Just as she had every fifteen minutes since she’d arrived, Amanda approached the nurses’ station to ask if they had any further information. The nurse responded patiently that she had already given Amanda all the information she had: Jared had been admitted, he was being seen by a cardiologist, and the doctor knew they were waiting. As soon as she learned anything, Amanda would be the first to know. There was compassion in her voice as she said it, and Amanda nodded her thanks before turning away.

Even with the reality of her surroundings, she still couldn’t make sense of what she was doing here or how any of this had happened.

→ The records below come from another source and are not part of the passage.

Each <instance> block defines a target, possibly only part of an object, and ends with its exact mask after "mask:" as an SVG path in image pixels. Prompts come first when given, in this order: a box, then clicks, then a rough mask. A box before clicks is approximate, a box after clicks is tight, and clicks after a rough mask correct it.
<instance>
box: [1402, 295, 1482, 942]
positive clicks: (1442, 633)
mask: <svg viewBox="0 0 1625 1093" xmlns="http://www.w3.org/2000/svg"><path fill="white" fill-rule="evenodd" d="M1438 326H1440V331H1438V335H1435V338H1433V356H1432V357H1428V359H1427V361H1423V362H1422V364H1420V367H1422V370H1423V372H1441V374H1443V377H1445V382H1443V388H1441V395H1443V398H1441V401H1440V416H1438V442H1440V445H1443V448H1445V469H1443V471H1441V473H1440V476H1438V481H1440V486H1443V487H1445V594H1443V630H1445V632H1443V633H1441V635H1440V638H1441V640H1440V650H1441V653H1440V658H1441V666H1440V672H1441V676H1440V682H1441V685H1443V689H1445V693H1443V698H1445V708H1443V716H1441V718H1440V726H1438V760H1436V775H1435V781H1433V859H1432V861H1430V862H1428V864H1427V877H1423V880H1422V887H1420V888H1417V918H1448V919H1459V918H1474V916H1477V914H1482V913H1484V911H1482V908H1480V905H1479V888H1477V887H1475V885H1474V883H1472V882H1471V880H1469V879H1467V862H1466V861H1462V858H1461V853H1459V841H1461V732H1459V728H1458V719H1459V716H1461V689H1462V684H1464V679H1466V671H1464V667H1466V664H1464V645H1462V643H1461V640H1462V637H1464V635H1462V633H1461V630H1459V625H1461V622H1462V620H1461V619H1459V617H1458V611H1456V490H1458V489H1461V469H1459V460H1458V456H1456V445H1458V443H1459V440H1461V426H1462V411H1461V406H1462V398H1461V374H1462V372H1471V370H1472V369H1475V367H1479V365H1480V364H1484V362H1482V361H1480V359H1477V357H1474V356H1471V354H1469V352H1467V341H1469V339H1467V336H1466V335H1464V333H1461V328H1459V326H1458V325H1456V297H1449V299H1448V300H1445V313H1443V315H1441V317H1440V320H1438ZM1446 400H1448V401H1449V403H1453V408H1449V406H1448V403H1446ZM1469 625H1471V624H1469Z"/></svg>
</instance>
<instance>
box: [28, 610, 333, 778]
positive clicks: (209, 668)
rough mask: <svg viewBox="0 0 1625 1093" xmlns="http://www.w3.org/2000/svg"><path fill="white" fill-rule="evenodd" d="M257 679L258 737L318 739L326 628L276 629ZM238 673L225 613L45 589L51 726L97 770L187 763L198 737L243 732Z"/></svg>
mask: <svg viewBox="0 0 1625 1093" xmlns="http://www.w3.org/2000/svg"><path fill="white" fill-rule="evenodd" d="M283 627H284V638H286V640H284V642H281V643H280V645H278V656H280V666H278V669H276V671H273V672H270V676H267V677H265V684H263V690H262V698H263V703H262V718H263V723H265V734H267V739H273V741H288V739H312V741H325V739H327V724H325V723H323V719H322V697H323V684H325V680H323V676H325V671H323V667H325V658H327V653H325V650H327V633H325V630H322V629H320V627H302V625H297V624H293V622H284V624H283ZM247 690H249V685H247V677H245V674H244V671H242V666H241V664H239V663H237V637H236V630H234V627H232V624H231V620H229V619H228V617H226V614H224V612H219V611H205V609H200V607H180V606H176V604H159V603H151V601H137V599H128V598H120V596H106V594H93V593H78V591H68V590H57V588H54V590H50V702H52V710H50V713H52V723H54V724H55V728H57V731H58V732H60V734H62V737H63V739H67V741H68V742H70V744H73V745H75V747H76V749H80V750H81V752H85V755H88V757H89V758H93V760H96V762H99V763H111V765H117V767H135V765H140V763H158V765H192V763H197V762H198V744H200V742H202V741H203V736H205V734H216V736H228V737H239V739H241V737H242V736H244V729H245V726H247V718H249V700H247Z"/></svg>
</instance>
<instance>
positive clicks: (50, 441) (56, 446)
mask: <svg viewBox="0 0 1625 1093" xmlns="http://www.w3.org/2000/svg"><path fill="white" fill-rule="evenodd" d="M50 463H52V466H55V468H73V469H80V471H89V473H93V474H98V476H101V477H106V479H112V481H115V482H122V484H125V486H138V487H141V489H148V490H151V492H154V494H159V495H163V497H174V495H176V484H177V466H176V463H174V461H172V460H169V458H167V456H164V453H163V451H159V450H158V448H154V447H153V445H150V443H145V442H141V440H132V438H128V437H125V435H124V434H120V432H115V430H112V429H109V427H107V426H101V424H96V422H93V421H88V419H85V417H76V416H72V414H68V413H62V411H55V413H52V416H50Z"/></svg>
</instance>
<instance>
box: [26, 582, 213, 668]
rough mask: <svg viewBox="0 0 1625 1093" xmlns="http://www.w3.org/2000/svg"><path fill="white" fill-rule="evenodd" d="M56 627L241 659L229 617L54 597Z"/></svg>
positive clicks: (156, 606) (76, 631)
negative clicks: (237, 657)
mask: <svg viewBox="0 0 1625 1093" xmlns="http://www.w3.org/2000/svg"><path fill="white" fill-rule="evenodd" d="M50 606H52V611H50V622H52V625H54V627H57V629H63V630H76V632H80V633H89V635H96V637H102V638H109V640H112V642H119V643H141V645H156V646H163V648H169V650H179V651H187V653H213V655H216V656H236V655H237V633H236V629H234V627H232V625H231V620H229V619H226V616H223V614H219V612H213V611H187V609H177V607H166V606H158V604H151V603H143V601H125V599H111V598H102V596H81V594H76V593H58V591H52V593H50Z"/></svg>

Though Frank and the nurse had tried to explain it to her, their words meant nothing in the here and now. She didn’t want Frank or the nurse to tell her what was going on, she wanted to talk to Jared. She needed to see Jared, she needed to hear his voice to know that he was okay and when Frank had tried to put a comforting hand on her back, she’d jerked away as if scalded.

Because it was his fault that Jared was here in the first place. If he hadn’t been drinking, Jared would have stayed at home, or been out with a girl, or at a friend’s house. Jared would never have been anywhere near that intersection, would never have ended up in the hospital. He’d just been trying to help. He was being the responsible one.